Table 3 Classifiers' performance on optimal feature space of the FCBF feature selection algorithm.

Table 3 demonstrates that the ET classifier obtained quite good results including accuracy of 94.14%, 94.29% sensitivity, and specificity of 93.98%. In contrast, NB reported the lowest performance compared to the other classification algorithms. The performance of classification algorithms is also illustrated in Fig. 2 by using ROC curves.

Figure 2
figure 2

ROC curve of all classifiers on selected features by FCBF feature selection algorithm.

mRMR feature selection technique

mRMR feature selection technique is used in order to select a subset of features that enhance the performance of classifiers. The best results reported on a subset of n = 6 of feature space which is shown in Table 4.

Table 4 Classifiers' performance on optimal feature space of the mRMR feature selection algorithm.

In the case of mRMR, still, the success rates of the ET classifier are well in terms of all performance evaluation metrics compared to the other classifiers. ET has attained 93.42% accuracy, 93.92% sensitivity, and specificity of 93.88%. In contrast, NB has achieved the lowest outcomes which are 81.84% accuracy. Figure 3 shows the ROC curve of all ten classifiers using the mRMR feature selection algorithm.

Figure 3
figure 3

ROC curve of all classifiers on selected features using the mRMR feature selection algorithm.
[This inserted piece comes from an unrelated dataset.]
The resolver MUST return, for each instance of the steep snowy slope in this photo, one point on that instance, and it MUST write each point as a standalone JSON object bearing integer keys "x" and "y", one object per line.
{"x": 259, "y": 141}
LASSO feature selection technique

In order to choose the optimal feature space which not only reduces computational cost but also progresses the performance of the classifiers, LASSO feature selection technique is applied. After performing various experiments on different subsets of feature space, the best results are still noted on the subspace of (n = 6). The predicted outcomes of the best-selected feature space are reported in Table 5 using the 10-fold CV.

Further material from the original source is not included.